One simple statistic both motivates and haunts Denise Brosseau: Of the roughly $35.4 billion that VCs invested during the first half of this year, Brosseau reports, only 4.6% went to companies that were led by women. Her personal definition of victory is the increase of that figure to 50%.
"Twenty years ago, the issue was how to get women into the debt markets, how to get basic loans to them without requiring their husbands to co-sign," Brosseau says. "Today, the issue is how to get women into the equity markets. That is one of the last frontiers."
The story of Silicon Valley over the past three decades has been as much about the democratization of capital as it has been about the creation of new technologies. The vast amounts of risk capital entrusted to entrepreneurs to create new companies and to invent new markets have fueled a frenzy of innovation that has reshaped the economy. But democracy for whom? Do men have some kind of monopoly on worthwhile business ideas? If not, what are the obstacles facing female entrepreneurs who are seeking better access to venture funding?
As CEO and cofounder of the Forum for Women Entrepreneurs (FWE), Brosseau, 41, heads a kind of nonprofit accelerator for women-led startups. Based in San Francisco, with chapters in Seattle, Los Angeles, and Denver/Boulder, the FWE serves high-tech and life-sciences companies that are seeking millions in order to get big fast. It is a well-rounded entrepreneurial community that includes first-time entrepreneurs, successful CEOs, venture capitalists, and service providers such as lawyers, who are willing to lend a hand now in hopes of winning business from those growth companies later. The FWE is a network of 1,100 members -- men and women -- that both demystifies the VC process and wires women into it.
"Venture-capital funding is like anything else," Brosseau says. "It's a system that you need to figure out. There are a series of networks that you need to be a part of in order to succeed. There's a process whereby companies get funded, and women have been out of that loop for a long, long time." To that challenge, Brosseau brings both the sense of mission of a committed activist and the pragmatism and agility of a natural-born entrepreneur. "VCs tend to fund people who they know, people who are connected into their network," she explains. "If women are not connected through a business-school classmate or through a buddy who they play basketball with, which is often how the guys are connected, then we just have to create new ways into the network. I can't change the underlying behavior. But I can change who VCs know."
One of the central vehicles for changing who venture capitalists know is Springboard 2000, a high-profile series of "venture forums" created by the National Women's Business Council in conjunction with the Center for Women & Enterprise and with Brosseau's FWE. The Springboard 2000 sessions showcase women-led startup companies that are seeking from $1 million to more than $25 million in financing from investors. In January, Brosseau kicked off the first such gathering at Oracle headquarters in Redwood City, California. About 350 attendees -- 200 of whom were either corporate, angel, or VC investors -- turned out to see what ideas the women entrepreneurs had to offer. Brosseau told the investors confidently: "We expect that you each will leave today with the intention of investing in a least one of our presenting companies."

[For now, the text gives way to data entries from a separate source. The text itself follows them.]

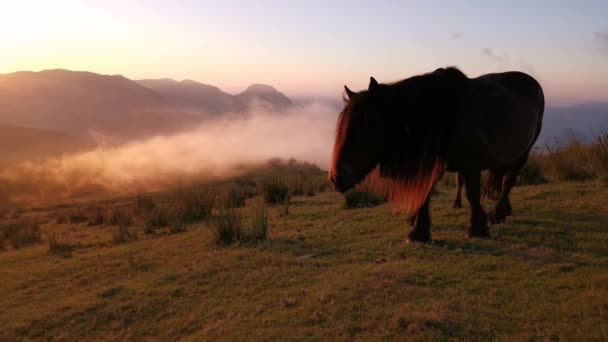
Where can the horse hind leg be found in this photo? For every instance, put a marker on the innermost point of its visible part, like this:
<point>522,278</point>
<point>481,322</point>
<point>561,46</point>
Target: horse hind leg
<point>458,199</point>
<point>422,223</point>
<point>503,207</point>
<point>479,223</point>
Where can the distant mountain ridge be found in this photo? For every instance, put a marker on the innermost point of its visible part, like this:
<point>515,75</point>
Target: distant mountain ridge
<point>81,103</point>
<point>583,122</point>
<point>22,143</point>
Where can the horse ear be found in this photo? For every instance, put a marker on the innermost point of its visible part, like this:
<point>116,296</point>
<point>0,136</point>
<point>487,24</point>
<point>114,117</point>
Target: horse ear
<point>373,84</point>
<point>349,93</point>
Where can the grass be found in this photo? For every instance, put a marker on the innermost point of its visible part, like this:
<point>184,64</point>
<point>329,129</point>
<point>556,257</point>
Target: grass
<point>258,226</point>
<point>275,191</point>
<point>195,205</point>
<point>60,248</point>
<point>362,197</point>
<point>227,226</point>
<point>19,234</point>
<point>328,273</point>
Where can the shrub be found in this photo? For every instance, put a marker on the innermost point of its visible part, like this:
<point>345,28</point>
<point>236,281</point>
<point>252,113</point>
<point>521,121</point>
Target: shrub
<point>284,209</point>
<point>144,204</point>
<point>258,230</point>
<point>175,220</point>
<point>124,234</point>
<point>77,217</point>
<point>98,218</point>
<point>235,197</point>
<point>297,187</point>
<point>362,197</point>
<point>155,218</point>
<point>275,191</point>
<point>310,189</point>
<point>116,216</point>
<point>600,152</point>
<point>60,248</point>
<point>532,172</point>
<point>195,205</point>
<point>568,161</point>
<point>21,234</point>
<point>227,225</point>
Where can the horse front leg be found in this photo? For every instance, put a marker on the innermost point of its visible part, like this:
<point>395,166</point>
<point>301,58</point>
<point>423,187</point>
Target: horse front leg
<point>422,223</point>
<point>503,206</point>
<point>458,198</point>
<point>478,226</point>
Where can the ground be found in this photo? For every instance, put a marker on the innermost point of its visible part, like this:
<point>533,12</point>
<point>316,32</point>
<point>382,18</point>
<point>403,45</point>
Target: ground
<point>327,273</point>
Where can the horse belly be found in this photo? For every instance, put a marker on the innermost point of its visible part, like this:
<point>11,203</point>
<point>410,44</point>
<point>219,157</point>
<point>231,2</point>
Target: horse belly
<point>492,137</point>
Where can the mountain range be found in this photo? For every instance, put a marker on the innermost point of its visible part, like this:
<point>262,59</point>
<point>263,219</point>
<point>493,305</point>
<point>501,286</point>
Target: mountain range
<point>84,103</point>
<point>49,112</point>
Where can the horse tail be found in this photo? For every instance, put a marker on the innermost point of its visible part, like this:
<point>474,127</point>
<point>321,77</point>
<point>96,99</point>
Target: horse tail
<point>494,183</point>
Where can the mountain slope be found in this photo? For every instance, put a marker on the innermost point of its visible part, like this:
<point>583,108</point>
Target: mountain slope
<point>191,95</point>
<point>80,103</point>
<point>583,122</point>
<point>21,143</point>
<point>264,93</point>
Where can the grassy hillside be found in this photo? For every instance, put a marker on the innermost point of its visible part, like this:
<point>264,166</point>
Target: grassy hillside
<point>21,143</point>
<point>325,273</point>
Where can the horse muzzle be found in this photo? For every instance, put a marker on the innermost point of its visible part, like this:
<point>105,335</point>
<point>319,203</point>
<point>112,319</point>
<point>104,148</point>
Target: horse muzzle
<point>343,180</point>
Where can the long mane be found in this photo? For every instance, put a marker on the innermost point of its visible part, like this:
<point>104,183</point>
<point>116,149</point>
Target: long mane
<point>413,160</point>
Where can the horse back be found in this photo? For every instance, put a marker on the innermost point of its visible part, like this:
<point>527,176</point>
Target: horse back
<point>499,120</point>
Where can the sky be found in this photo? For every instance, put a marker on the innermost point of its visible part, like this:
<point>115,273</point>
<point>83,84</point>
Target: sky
<point>313,48</point>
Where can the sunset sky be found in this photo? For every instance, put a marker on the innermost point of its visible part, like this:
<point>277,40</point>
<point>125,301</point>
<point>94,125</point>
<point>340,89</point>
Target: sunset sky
<point>313,47</point>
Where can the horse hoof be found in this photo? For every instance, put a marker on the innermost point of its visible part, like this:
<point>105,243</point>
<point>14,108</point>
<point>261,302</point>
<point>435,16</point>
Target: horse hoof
<point>496,219</point>
<point>419,238</point>
<point>478,234</point>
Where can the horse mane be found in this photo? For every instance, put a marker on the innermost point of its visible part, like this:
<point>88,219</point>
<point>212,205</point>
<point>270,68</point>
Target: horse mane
<point>413,159</point>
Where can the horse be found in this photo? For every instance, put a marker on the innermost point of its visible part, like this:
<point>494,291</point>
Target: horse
<point>492,190</point>
<point>416,129</point>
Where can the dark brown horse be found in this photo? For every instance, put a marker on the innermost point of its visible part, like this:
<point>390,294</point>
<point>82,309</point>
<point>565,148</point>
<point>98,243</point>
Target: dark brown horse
<point>492,191</point>
<point>418,128</point>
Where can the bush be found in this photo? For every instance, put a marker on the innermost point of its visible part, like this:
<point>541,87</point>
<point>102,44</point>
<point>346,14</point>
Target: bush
<point>362,197</point>
<point>235,197</point>
<point>532,172</point>
<point>21,234</point>
<point>195,205</point>
<point>284,209</point>
<point>227,225</point>
<point>258,230</point>
<point>124,234</point>
<point>60,248</point>
<point>77,217</point>
<point>600,152</point>
<point>155,218</point>
<point>275,191</point>
<point>570,161</point>
<point>116,216</point>
<point>98,218</point>
<point>144,204</point>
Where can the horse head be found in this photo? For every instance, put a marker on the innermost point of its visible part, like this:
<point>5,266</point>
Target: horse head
<point>358,138</point>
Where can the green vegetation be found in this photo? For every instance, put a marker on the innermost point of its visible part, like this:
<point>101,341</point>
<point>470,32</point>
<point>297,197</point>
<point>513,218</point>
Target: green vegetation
<point>18,234</point>
<point>60,248</point>
<point>320,272</point>
<point>275,191</point>
<point>362,197</point>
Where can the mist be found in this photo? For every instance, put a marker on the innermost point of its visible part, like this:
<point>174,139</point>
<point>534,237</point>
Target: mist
<point>215,150</point>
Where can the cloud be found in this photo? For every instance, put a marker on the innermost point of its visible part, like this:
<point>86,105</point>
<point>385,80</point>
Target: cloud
<point>214,150</point>
<point>527,67</point>
<point>602,38</point>
<point>490,54</point>
<point>456,35</point>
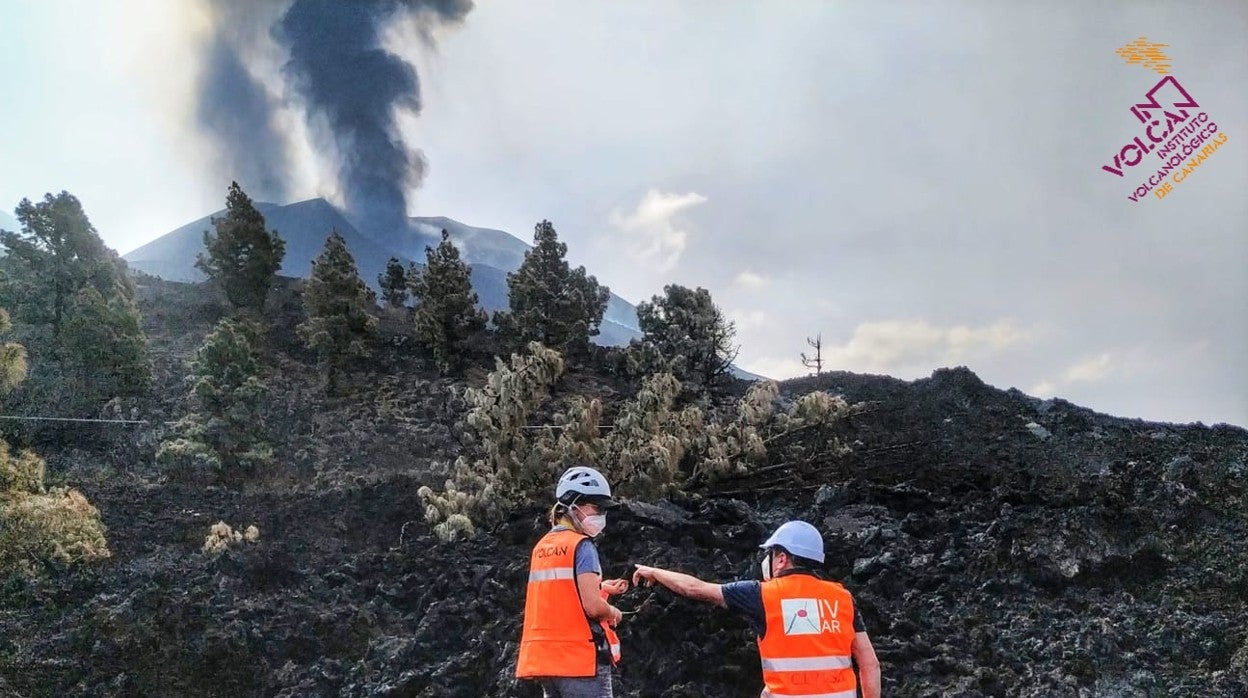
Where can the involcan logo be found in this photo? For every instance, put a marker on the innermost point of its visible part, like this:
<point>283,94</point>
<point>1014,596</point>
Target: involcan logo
<point>1172,127</point>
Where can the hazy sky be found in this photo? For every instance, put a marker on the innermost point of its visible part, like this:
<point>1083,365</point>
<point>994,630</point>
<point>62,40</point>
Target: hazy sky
<point>917,181</point>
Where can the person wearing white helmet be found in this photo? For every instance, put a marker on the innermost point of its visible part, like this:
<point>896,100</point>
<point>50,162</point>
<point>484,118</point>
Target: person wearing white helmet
<point>810,632</point>
<point>568,641</point>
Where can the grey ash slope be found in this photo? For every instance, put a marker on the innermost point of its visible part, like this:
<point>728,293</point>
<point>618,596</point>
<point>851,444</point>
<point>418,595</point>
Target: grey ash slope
<point>305,226</point>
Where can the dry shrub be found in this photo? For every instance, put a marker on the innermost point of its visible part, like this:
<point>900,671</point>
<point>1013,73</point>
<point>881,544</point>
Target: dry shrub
<point>652,450</point>
<point>222,536</point>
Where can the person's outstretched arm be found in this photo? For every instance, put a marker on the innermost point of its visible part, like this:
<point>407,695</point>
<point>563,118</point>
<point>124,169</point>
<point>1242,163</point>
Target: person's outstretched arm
<point>683,584</point>
<point>869,666</point>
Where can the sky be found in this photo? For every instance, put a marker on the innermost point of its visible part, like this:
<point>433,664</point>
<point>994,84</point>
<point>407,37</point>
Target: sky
<point>920,184</point>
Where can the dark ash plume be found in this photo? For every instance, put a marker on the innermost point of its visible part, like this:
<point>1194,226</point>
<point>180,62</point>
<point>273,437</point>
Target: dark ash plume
<point>237,111</point>
<point>346,83</point>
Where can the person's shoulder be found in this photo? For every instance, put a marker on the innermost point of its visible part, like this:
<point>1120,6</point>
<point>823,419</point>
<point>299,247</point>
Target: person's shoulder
<point>741,588</point>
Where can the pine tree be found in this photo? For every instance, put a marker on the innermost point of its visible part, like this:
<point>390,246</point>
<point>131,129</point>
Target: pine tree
<point>393,284</point>
<point>340,324</point>
<point>39,525</point>
<point>684,332</point>
<point>13,358</point>
<point>225,428</point>
<point>55,255</point>
<point>105,347</point>
<point>242,256</point>
<point>550,302</point>
<point>76,301</point>
<point>446,311</point>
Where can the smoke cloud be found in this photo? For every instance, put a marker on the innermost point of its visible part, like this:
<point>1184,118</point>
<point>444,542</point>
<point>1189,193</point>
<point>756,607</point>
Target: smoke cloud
<point>237,111</point>
<point>348,88</point>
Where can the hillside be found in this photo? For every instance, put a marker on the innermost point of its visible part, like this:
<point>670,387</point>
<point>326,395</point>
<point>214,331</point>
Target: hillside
<point>305,226</point>
<point>997,545</point>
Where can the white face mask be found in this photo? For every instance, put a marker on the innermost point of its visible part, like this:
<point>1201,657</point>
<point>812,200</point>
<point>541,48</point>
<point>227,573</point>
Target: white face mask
<point>592,525</point>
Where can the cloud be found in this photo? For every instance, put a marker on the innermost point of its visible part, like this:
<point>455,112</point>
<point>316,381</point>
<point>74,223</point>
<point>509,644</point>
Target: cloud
<point>1090,370</point>
<point>905,349</point>
<point>748,320</point>
<point>1043,388</point>
<point>655,237</point>
<point>750,281</point>
<point>916,346</point>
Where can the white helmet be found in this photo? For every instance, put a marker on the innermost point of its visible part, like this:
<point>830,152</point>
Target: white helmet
<point>583,482</point>
<point>799,538</point>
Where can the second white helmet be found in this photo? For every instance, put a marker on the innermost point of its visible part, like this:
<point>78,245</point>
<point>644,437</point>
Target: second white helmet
<point>582,482</point>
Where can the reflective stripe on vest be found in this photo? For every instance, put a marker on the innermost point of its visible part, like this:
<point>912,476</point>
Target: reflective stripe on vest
<point>808,644</point>
<point>851,693</point>
<point>552,575</point>
<point>557,639</point>
<point>806,663</point>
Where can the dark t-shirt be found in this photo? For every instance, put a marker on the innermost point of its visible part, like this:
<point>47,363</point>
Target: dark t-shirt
<point>745,597</point>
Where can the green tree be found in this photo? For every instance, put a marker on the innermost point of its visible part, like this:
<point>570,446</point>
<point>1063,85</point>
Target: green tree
<point>242,256</point>
<point>549,302</point>
<point>685,334</point>
<point>39,525</point>
<point>446,311</point>
<point>13,358</point>
<point>75,305</point>
<point>393,284</point>
<point>340,325</point>
<point>224,430</point>
<point>105,347</point>
<point>55,255</point>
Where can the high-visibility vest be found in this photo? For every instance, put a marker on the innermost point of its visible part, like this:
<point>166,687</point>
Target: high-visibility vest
<point>555,639</point>
<point>806,648</point>
<point>612,638</point>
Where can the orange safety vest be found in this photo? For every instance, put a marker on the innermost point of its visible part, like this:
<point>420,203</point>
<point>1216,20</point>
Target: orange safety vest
<point>555,639</point>
<point>806,648</point>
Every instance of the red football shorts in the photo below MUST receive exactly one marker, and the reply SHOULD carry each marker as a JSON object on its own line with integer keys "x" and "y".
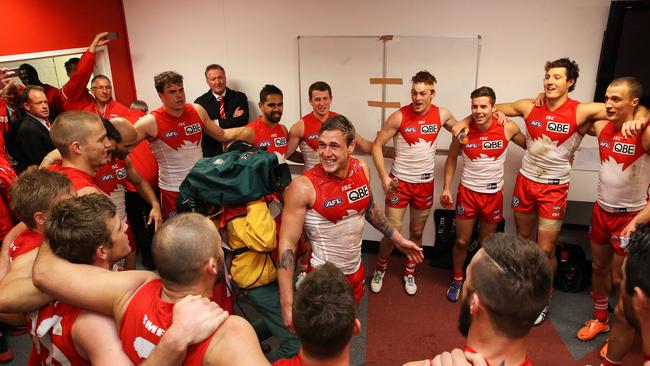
{"x": 418, "y": 195}
{"x": 488, "y": 206}
{"x": 357, "y": 281}
{"x": 548, "y": 199}
{"x": 129, "y": 234}
{"x": 168, "y": 203}
{"x": 606, "y": 227}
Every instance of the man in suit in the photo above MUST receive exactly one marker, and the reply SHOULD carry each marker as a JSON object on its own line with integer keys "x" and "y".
{"x": 32, "y": 141}
{"x": 229, "y": 108}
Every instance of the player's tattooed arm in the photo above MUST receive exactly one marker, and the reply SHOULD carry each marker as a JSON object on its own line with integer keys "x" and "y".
{"x": 287, "y": 260}
{"x": 375, "y": 216}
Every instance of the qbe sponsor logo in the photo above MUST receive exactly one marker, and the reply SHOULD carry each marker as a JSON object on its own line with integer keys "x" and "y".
{"x": 332, "y": 202}
{"x": 515, "y": 201}
{"x": 491, "y": 145}
{"x": 193, "y": 129}
{"x": 121, "y": 173}
{"x": 558, "y": 127}
{"x": 428, "y": 129}
{"x": 358, "y": 193}
{"x": 280, "y": 141}
{"x": 625, "y": 149}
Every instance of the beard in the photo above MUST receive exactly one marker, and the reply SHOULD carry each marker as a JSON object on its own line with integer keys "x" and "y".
{"x": 464, "y": 318}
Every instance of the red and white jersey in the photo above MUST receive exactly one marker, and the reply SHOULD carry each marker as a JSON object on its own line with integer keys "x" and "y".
{"x": 4, "y": 128}
{"x": 415, "y": 145}
{"x": 334, "y": 224}
{"x": 78, "y": 178}
{"x": 624, "y": 172}
{"x": 177, "y": 146}
{"x": 25, "y": 242}
{"x": 112, "y": 110}
{"x": 483, "y": 157}
{"x": 552, "y": 139}
{"x": 293, "y": 361}
{"x": 111, "y": 179}
{"x": 309, "y": 140}
{"x": 273, "y": 138}
{"x": 146, "y": 319}
{"x": 51, "y": 331}
{"x": 142, "y": 158}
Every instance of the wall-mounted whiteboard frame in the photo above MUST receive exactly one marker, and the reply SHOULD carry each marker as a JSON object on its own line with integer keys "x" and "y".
{"x": 348, "y": 62}
{"x": 453, "y": 58}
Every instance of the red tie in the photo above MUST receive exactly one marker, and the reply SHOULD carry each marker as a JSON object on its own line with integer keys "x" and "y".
{"x": 222, "y": 110}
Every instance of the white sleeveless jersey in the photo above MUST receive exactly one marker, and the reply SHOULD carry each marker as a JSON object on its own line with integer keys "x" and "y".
{"x": 415, "y": 145}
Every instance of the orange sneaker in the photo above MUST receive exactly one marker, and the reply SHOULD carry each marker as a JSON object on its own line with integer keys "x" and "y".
{"x": 591, "y": 329}
{"x": 603, "y": 351}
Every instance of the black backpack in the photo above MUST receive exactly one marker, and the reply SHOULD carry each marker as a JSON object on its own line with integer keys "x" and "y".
{"x": 242, "y": 174}
{"x": 441, "y": 253}
{"x": 573, "y": 270}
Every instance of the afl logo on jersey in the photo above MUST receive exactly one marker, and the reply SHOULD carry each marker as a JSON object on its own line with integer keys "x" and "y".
{"x": 192, "y": 129}
{"x": 107, "y": 177}
{"x": 358, "y": 194}
{"x": 460, "y": 210}
{"x": 626, "y": 149}
{"x": 333, "y": 202}
{"x": 490, "y": 145}
{"x": 558, "y": 127}
{"x": 428, "y": 129}
{"x": 280, "y": 141}
{"x": 121, "y": 173}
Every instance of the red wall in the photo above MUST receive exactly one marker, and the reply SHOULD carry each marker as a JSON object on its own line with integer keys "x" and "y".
{"x": 46, "y": 25}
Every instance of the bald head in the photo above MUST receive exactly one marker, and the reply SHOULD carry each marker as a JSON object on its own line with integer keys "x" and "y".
{"x": 72, "y": 127}
{"x": 183, "y": 246}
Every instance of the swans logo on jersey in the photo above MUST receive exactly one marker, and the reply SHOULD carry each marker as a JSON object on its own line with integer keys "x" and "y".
{"x": 491, "y": 145}
{"x": 621, "y": 148}
{"x": 280, "y": 141}
{"x": 333, "y": 202}
{"x": 558, "y": 127}
{"x": 394, "y": 200}
{"x": 358, "y": 193}
{"x": 192, "y": 129}
{"x": 429, "y": 129}
{"x": 121, "y": 173}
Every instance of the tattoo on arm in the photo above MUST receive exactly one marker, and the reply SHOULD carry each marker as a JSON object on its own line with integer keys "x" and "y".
{"x": 287, "y": 260}
{"x": 375, "y": 216}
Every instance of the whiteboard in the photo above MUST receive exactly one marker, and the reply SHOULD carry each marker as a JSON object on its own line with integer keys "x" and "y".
{"x": 345, "y": 64}
{"x": 348, "y": 62}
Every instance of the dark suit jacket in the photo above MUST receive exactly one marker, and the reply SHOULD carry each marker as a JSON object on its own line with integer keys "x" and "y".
{"x": 32, "y": 142}
{"x": 233, "y": 99}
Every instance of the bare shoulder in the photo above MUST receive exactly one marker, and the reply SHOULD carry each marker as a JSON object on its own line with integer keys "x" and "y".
{"x": 234, "y": 343}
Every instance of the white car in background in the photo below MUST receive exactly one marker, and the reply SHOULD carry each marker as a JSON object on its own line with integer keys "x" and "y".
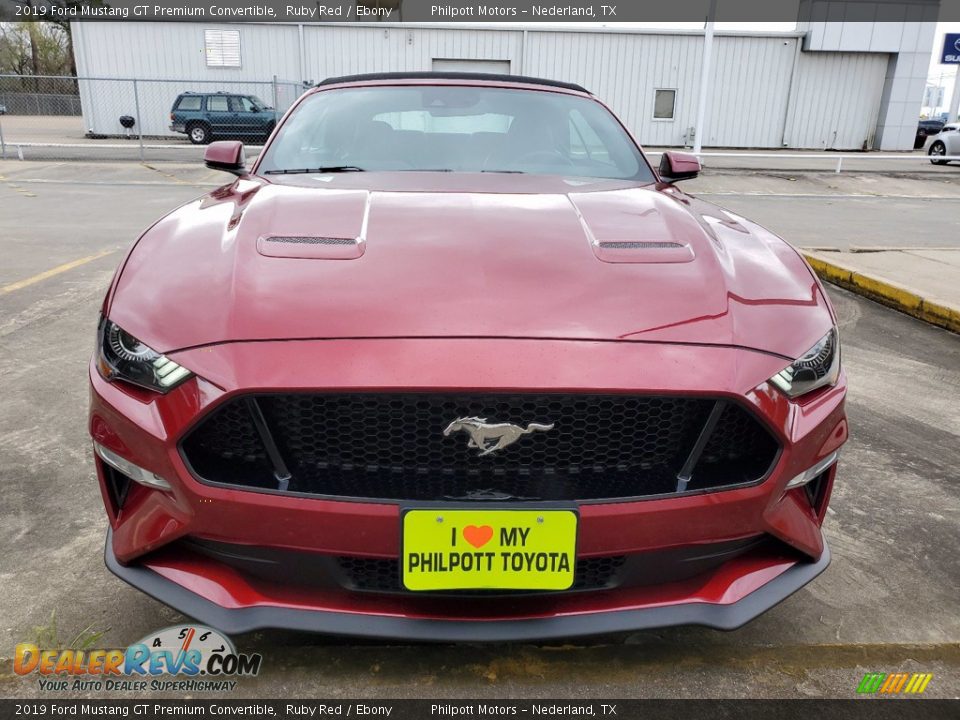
{"x": 946, "y": 142}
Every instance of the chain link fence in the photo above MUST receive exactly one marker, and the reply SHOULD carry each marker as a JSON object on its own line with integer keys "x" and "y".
{"x": 147, "y": 120}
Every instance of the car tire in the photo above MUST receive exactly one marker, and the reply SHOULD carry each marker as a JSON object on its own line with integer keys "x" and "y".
{"x": 938, "y": 148}
{"x": 199, "y": 133}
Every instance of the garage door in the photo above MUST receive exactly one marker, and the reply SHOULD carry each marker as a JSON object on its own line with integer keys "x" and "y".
{"x": 835, "y": 100}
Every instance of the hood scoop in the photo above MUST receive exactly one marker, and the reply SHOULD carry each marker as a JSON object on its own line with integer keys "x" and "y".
{"x": 308, "y": 247}
{"x": 607, "y": 219}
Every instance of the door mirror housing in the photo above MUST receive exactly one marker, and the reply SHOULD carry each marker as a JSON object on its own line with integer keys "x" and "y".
{"x": 676, "y": 166}
{"x": 226, "y": 155}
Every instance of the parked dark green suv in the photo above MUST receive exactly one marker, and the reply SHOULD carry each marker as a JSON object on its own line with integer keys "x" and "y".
{"x": 204, "y": 115}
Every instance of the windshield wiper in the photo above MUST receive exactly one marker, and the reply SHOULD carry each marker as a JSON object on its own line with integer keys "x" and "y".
{"x": 307, "y": 171}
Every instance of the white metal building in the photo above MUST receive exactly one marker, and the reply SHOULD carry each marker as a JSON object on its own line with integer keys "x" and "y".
{"x": 829, "y": 85}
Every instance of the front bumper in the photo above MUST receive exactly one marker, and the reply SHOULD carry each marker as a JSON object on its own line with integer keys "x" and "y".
{"x": 144, "y": 544}
{"x": 236, "y": 620}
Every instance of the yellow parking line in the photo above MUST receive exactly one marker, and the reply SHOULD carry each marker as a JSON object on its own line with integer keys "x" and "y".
{"x": 20, "y": 284}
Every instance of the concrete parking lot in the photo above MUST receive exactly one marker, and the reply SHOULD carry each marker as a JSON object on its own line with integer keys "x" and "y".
{"x": 887, "y": 603}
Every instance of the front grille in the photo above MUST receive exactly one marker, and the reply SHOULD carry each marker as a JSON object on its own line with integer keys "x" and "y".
{"x": 383, "y": 574}
{"x": 393, "y": 447}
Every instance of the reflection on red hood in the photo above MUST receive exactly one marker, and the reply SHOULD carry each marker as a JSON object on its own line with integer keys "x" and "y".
{"x": 431, "y": 255}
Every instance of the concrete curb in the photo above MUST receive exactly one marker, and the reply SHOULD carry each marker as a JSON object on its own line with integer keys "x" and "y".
{"x": 886, "y": 292}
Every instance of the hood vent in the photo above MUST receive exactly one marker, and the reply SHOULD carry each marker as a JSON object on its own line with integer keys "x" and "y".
{"x": 638, "y": 245}
{"x": 303, "y": 240}
{"x": 308, "y": 247}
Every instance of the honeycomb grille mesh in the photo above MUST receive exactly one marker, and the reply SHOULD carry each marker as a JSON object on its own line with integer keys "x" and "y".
{"x": 393, "y": 446}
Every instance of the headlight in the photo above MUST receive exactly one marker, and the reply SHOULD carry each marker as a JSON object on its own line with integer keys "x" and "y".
{"x": 816, "y": 368}
{"x": 120, "y": 356}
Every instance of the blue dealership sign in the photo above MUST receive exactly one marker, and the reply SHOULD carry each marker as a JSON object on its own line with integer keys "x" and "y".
{"x": 951, "y": 49}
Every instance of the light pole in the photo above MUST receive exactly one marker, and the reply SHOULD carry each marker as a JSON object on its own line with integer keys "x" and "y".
{"x": 705, "y": 77}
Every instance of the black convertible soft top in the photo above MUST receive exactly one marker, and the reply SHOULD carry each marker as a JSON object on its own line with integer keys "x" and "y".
{"x": 451, "y": 76}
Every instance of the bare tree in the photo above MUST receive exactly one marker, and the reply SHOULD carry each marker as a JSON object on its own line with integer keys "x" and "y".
{"x": 64, "y": 24}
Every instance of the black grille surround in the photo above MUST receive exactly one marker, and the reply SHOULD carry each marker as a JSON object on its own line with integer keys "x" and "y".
{"x": 391, "y": 447}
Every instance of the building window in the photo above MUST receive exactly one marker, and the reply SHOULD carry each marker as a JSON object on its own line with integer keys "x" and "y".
{"x": 664, "y": 103}
{"x": 222, "y": 48}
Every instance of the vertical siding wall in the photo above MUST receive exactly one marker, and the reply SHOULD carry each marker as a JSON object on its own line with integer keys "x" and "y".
{"x": 767, "y": 93}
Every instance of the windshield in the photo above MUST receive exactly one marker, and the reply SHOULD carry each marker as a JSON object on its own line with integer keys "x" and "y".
{"x": 457, "y": 129}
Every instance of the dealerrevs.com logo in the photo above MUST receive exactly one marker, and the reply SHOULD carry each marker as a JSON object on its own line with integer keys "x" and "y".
{"x": 180, "y": 658}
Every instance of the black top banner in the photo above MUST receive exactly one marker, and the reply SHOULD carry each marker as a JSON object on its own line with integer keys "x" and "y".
{"x": 459, "y": 11}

Talk about underpromising and over-delivering: Within six months after the event, the 26 companies that were showcased that day had raised more than $185 million.
The mid-Atlantic Springboard 2000, which convened last July at America Online's headquarters, saw 44 pitches, with an extra half day devoted to entrepreneurs seeking early-stage seed funding to meet the demand by angel investors. In November, a third Springboard 2000 gathering was scheduled to take place at the Harvard Business School, and New York and Chicago are expected to be added to the roster for next year.
What makes Springboard 2000 different from countless other high-technology forums where venture capitalists size up business plans -- besides that you'll see more than the same few token women onstage -- is that the entrepreneurs receive extensive coaching to make the most of their minutes in front of investors. Experienced startup players train the recruits on crafting their market projections, refining their presentation skills, and even enhancing their sense of showmanship.